I have N=5N=5N=5 state columns. Starting with column 1 (corresponding to the word Janet), we set the Viterbi value for each cell to the transition probability π\ PI π (the initial probability of state III, We can get from figure 8.12 < s > items) or P (NNP ∣ start) = 0.2767, P (NNP | start) = 0.2767, P (NNP ∣ start) = 0.2767 (label NNP as the start of the probability is 0.2767). And we can see the observed likelihood value of the word Janet given the cell label. Most of the cell in this column is zero v1 (7) = P (Janet ∣ DT) = 0 v_1 (7) = P (Janet | DT) = 0 v1 (7) = P (Janet ∣ DT) = 0, because Janet the word can’t be any one of these tags. The reader should see this in Figure 8.14.
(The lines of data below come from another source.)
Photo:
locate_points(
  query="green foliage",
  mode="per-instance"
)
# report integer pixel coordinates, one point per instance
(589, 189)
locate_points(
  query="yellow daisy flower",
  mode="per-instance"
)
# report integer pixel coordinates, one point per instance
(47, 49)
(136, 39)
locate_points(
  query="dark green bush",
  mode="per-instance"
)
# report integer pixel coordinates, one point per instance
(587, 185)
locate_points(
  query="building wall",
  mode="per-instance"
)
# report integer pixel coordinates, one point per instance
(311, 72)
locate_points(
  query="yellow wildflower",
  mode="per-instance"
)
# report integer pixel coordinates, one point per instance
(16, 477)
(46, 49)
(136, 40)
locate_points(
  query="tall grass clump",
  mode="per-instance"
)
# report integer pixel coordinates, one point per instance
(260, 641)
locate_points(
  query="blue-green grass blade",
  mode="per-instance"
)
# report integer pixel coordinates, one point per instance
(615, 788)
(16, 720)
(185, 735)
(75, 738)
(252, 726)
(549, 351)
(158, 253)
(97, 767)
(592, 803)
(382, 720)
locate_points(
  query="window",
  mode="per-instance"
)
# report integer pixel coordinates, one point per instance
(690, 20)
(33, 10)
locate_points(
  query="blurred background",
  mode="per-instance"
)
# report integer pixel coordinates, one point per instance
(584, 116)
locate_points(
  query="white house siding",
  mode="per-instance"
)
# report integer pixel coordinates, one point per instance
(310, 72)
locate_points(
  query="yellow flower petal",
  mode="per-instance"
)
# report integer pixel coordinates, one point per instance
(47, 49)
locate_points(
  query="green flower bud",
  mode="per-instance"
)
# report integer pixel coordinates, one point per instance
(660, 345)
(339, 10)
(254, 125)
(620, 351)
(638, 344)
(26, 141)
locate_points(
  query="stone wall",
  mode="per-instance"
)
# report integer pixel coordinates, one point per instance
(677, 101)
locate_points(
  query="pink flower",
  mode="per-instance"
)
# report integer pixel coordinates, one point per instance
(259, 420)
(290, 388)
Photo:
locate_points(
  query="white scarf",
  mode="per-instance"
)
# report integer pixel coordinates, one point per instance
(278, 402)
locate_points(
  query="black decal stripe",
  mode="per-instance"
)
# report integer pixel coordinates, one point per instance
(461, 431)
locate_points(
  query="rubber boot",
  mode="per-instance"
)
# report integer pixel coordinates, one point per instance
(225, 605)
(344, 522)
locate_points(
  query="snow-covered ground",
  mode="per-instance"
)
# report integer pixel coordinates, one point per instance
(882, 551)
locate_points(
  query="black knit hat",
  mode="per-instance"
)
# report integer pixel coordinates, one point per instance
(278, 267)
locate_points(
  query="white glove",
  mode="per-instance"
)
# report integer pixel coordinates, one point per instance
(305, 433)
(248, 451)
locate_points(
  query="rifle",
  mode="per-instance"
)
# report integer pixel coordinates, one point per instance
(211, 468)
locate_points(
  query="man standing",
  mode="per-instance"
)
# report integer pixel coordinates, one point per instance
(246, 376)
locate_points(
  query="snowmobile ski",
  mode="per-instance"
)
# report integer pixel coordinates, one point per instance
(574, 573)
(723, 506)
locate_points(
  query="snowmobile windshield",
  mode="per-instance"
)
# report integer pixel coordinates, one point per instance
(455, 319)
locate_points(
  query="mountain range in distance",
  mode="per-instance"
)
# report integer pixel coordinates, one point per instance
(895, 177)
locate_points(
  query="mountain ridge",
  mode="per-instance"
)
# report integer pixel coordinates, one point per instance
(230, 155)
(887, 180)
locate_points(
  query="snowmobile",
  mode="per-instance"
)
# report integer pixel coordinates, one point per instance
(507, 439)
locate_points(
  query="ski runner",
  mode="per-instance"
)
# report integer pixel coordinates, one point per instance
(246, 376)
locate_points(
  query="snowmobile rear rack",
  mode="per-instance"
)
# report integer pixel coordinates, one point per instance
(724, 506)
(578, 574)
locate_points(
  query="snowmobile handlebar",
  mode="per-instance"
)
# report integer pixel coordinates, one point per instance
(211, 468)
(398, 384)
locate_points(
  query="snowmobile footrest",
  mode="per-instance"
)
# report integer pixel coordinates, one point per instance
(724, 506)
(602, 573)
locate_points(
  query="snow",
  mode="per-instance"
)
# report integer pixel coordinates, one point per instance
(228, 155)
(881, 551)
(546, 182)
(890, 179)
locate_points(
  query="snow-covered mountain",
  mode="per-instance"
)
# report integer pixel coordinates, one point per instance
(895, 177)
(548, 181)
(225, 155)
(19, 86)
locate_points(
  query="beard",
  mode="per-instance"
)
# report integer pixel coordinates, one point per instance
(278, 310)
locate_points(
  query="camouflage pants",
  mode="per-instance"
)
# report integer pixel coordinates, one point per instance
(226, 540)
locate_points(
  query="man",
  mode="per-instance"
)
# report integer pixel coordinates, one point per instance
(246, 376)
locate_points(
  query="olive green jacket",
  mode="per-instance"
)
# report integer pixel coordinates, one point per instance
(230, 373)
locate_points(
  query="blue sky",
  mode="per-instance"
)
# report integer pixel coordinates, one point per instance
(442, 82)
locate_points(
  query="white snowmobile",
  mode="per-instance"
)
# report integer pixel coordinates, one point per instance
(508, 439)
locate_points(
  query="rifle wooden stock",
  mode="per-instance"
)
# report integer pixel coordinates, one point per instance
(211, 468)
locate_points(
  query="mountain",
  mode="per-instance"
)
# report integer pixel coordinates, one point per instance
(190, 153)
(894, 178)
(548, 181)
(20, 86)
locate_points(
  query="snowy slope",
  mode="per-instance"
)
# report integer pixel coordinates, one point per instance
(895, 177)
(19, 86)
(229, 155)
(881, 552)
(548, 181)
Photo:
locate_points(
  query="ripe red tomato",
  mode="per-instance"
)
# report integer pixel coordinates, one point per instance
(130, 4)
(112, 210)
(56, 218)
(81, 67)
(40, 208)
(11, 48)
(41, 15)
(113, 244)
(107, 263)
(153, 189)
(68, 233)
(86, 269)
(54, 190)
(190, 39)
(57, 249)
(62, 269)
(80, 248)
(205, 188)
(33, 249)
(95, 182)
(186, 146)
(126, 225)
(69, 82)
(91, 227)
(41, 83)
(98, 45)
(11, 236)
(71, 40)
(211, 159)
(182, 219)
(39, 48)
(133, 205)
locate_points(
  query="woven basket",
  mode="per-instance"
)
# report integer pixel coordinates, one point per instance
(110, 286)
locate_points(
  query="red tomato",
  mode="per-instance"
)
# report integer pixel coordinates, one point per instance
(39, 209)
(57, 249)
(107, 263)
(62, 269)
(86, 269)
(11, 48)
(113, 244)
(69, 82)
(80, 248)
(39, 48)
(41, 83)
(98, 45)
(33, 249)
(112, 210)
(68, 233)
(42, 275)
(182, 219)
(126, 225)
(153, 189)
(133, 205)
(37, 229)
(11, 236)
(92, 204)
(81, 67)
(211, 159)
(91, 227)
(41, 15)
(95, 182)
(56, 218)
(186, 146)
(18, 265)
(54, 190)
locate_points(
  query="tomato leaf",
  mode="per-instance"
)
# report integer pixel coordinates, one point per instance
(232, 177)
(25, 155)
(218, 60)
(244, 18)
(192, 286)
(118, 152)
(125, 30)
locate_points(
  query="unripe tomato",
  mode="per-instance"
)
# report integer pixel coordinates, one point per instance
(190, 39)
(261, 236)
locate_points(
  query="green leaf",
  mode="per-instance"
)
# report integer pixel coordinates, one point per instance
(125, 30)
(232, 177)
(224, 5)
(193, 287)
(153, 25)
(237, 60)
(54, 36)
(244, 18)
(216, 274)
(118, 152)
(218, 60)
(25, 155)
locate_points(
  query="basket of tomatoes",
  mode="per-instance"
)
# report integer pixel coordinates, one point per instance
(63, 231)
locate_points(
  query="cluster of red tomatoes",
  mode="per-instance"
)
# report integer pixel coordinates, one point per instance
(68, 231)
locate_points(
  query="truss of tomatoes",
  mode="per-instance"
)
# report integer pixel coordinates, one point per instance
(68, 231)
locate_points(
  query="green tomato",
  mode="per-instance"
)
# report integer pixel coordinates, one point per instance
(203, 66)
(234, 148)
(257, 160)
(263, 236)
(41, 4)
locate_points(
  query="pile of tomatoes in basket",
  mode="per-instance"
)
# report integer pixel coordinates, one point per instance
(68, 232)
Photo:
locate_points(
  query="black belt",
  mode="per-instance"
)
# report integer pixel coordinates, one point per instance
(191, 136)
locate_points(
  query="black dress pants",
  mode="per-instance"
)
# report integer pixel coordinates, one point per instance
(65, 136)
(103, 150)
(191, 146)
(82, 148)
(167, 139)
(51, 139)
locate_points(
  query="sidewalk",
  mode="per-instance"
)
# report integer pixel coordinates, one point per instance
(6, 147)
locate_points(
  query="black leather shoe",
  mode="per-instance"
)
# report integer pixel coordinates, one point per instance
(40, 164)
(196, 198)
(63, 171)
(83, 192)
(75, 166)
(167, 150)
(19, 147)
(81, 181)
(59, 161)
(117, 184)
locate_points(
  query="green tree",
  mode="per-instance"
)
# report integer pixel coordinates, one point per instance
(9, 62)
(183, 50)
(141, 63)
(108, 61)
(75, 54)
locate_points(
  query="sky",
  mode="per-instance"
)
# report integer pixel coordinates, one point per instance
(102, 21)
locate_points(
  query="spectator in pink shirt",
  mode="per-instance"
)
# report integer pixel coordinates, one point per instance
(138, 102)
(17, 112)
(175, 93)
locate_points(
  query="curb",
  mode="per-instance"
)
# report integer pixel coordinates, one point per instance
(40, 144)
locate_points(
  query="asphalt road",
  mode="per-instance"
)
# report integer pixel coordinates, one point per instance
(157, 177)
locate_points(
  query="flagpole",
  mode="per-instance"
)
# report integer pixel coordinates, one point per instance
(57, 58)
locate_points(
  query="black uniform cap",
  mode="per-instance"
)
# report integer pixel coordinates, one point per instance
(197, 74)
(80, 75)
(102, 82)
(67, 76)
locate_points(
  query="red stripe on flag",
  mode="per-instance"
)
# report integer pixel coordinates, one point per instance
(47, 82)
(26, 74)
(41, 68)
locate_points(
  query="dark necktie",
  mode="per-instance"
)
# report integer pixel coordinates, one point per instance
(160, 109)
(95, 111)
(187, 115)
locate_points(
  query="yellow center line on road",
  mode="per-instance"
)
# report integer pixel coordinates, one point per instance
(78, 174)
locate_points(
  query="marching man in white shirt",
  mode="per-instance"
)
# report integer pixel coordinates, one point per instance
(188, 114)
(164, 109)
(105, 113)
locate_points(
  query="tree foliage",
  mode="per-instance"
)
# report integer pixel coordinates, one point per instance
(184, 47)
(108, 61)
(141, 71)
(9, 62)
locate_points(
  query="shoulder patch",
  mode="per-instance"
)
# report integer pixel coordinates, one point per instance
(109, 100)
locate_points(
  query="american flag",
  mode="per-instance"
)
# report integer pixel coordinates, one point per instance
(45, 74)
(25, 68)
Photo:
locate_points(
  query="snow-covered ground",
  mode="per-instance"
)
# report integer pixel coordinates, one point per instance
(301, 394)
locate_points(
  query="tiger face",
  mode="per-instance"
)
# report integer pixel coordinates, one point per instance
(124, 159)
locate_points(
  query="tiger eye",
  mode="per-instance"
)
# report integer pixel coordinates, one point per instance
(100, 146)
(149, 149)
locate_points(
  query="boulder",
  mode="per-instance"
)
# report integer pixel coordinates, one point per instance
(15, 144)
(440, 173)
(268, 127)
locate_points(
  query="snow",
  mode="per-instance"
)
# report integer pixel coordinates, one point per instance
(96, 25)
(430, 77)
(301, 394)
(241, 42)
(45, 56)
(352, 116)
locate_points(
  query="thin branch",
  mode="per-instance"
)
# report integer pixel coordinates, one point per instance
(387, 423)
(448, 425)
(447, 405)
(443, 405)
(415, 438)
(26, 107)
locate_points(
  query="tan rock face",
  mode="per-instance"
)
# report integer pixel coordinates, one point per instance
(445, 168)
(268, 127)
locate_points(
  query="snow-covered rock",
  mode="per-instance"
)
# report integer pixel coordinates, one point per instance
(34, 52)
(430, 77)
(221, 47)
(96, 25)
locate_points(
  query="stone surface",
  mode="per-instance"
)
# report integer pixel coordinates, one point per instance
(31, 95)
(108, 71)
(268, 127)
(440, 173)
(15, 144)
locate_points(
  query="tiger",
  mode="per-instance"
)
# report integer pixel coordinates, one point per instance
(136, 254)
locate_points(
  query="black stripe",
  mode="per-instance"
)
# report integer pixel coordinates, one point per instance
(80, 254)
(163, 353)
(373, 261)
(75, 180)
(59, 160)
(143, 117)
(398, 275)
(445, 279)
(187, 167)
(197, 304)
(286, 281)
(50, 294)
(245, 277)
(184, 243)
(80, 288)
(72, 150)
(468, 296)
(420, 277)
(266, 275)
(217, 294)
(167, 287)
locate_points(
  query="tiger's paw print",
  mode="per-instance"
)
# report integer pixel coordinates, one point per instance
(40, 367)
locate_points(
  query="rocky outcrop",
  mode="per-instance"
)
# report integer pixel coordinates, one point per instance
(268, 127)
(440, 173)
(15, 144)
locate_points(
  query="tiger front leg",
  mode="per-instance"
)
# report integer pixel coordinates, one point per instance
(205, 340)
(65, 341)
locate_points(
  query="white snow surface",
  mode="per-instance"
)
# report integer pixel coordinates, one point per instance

Next, update each cell in the WILL column. For each state, we calculate viterbi[s,t]viterbi[s,t]viterbi[s,t] according to formula 8.19, taking the maximum extended value of all the paths to the current cell in the previous column. We have given values for the cells MD, VB, and NN. For each cell, take the maximum value of the 7 cells in the previous column and multiply it by the corresponding transition probability; In this case, most of them are zero. And then multiply that by the probability of the corresponding observation and take the maximum of that. In this case, the final value, 2.772E-8, comes from the NNP state in the previous column. The reader can continue through the remaining cells in Figure 8.14 and backtrack to see if the Viterbi algorithm returns the correct sequence of states, NNP MD VB DT NN.